As a woman, I have been socialized to take up as little space as possible – physically, that won’t work in powerlifting. Opening up your chest is key to safely executing the lifts. This concept alone has changed how I walk through the world (it’s also improved my posture!) It has been a physical reminder that I do not need to shrink my body to fit a mold of what is acceptable or good. My body is just fine the way it is.
I’ve never been great at taking care of myself. I’m a nurturer and problem-solver. I like stepping in to fix the problem and make things easier for everyone else. However, you can’t pour from an empty cup – something I’ve learned the hard way a few times. Powerlifting is just as mental as it is physical. If I don’t take time to stop overthinking and clear my head, I will walk up to the bar only to fail. At the same time, if I don’t make a conscious effort to care for my body in between training days, I will not make any progress. I am worth the time and effort it takes to help my body and mind feel good, even if I still have trouble remembering it.

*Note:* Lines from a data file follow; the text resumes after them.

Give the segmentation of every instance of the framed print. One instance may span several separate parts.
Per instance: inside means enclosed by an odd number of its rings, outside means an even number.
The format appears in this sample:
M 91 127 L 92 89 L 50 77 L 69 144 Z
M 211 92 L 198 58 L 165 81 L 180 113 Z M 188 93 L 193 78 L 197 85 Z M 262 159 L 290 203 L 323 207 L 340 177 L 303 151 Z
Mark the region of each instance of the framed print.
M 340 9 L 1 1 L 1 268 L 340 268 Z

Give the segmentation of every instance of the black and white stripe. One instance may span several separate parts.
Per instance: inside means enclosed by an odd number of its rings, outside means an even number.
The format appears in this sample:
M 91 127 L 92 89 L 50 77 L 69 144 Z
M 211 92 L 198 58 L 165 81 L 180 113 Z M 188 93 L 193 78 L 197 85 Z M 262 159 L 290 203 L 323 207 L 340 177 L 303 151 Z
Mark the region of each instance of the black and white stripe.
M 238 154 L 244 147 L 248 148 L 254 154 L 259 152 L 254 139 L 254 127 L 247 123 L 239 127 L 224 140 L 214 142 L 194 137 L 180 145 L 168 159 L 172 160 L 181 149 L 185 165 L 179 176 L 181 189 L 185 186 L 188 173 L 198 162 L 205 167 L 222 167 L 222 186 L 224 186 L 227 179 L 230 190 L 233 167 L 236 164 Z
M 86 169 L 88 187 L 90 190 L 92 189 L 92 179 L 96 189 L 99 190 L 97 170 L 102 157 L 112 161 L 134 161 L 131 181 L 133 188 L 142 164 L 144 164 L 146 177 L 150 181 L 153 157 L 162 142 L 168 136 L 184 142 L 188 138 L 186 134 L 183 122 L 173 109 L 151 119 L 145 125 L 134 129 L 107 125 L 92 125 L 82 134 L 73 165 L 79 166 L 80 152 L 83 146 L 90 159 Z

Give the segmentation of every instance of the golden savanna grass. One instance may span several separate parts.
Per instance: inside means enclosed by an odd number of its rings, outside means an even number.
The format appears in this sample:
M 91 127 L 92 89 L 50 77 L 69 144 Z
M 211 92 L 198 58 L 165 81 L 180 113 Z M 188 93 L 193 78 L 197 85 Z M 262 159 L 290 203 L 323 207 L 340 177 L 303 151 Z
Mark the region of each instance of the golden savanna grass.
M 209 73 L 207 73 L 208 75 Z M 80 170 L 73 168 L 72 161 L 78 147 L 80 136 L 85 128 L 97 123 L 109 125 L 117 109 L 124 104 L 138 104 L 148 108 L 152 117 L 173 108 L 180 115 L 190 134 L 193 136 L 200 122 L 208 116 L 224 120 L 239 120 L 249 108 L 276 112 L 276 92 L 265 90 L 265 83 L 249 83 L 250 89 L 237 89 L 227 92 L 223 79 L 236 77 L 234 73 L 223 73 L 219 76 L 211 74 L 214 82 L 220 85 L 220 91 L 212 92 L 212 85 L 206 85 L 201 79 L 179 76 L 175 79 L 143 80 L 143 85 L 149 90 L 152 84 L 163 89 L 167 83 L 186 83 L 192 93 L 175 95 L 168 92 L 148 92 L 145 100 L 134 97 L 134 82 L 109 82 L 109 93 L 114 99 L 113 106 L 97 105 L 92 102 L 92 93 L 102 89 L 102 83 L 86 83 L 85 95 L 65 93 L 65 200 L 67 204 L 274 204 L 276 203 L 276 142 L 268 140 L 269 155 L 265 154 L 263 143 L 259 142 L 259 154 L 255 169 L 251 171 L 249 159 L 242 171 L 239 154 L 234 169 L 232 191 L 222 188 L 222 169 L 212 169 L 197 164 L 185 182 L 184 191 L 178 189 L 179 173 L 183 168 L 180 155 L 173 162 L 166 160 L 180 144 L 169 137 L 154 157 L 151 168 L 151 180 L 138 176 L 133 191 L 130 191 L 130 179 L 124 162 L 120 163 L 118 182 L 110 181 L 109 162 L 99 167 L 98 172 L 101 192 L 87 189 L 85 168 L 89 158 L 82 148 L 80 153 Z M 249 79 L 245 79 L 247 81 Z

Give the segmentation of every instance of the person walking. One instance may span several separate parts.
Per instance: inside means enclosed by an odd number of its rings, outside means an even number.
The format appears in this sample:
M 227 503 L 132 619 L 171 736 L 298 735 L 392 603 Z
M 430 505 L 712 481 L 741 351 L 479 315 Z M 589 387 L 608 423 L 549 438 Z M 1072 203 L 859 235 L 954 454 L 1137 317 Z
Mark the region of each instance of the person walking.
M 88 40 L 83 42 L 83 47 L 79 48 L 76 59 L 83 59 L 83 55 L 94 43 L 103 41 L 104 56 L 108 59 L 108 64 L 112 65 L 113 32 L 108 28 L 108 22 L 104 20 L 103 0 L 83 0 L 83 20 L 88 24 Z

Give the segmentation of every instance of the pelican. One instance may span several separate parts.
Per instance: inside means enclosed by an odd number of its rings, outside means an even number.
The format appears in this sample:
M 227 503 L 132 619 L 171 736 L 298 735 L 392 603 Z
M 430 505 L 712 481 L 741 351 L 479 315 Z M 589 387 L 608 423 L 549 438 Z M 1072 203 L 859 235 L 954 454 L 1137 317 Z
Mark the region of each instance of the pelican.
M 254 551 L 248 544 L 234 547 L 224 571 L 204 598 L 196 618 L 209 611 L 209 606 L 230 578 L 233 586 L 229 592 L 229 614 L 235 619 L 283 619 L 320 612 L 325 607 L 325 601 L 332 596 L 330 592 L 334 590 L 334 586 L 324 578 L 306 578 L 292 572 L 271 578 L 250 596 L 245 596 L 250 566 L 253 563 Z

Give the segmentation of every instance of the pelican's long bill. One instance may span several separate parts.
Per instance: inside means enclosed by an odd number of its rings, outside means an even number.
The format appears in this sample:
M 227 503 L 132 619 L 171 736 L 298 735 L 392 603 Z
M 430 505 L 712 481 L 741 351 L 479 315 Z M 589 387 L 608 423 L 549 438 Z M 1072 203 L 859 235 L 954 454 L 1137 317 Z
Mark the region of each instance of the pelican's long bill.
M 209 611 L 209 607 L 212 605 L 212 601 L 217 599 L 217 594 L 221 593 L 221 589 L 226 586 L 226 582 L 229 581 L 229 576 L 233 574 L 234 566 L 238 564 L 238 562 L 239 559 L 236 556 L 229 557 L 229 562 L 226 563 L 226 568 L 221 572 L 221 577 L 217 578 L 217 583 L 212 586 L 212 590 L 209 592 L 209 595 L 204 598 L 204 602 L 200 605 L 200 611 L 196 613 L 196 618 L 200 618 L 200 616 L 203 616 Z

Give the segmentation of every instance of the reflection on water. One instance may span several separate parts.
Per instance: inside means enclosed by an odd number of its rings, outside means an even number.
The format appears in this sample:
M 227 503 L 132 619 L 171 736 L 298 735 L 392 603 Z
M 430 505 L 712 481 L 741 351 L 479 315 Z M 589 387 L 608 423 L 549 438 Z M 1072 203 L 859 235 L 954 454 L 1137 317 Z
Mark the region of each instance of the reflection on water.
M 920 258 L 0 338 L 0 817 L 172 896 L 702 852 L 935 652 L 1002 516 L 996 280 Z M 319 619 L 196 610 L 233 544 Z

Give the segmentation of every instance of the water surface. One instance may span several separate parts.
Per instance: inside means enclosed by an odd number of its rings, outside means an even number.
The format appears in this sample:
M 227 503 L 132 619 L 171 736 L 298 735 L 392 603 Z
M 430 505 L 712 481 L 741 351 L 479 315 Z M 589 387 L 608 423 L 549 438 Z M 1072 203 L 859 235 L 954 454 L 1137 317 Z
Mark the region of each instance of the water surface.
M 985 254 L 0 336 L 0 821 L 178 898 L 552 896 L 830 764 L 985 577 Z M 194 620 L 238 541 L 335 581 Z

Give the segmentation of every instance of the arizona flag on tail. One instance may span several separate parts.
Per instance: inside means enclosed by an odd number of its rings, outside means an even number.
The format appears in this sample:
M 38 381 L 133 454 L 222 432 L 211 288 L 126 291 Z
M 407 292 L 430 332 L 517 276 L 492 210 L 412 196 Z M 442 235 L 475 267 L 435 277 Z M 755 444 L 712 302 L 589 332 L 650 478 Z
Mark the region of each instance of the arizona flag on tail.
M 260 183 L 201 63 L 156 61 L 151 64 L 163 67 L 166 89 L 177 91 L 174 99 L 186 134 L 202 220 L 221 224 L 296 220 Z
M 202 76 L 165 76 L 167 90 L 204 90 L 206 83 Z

As for community, I’ve always been somewhat of a lone wolf, so adjusting to being around these incredibly supportive people has been a bit weird. Honestly, I am still not used to folks cheering me on to help me get through those last few reps, but wow does it feel good. When I picked up a barbell for the first time, the thought of competing never crossed my mind. But here we are, one year later, and I’ve stood on a platform twice to pick up heavy objects in front of other people (with plans to do it again very soon.) I would have never done that without the support of my teammates.
It’s hard not to get caught up in numbers, or comparisons, but even on my hardest days I can look back at those moments and recognize all that I have gained as a Solcana athlete (whew, still getting used to athlete, too!)
I’m a constant work in progress, and I am so grateful to be here.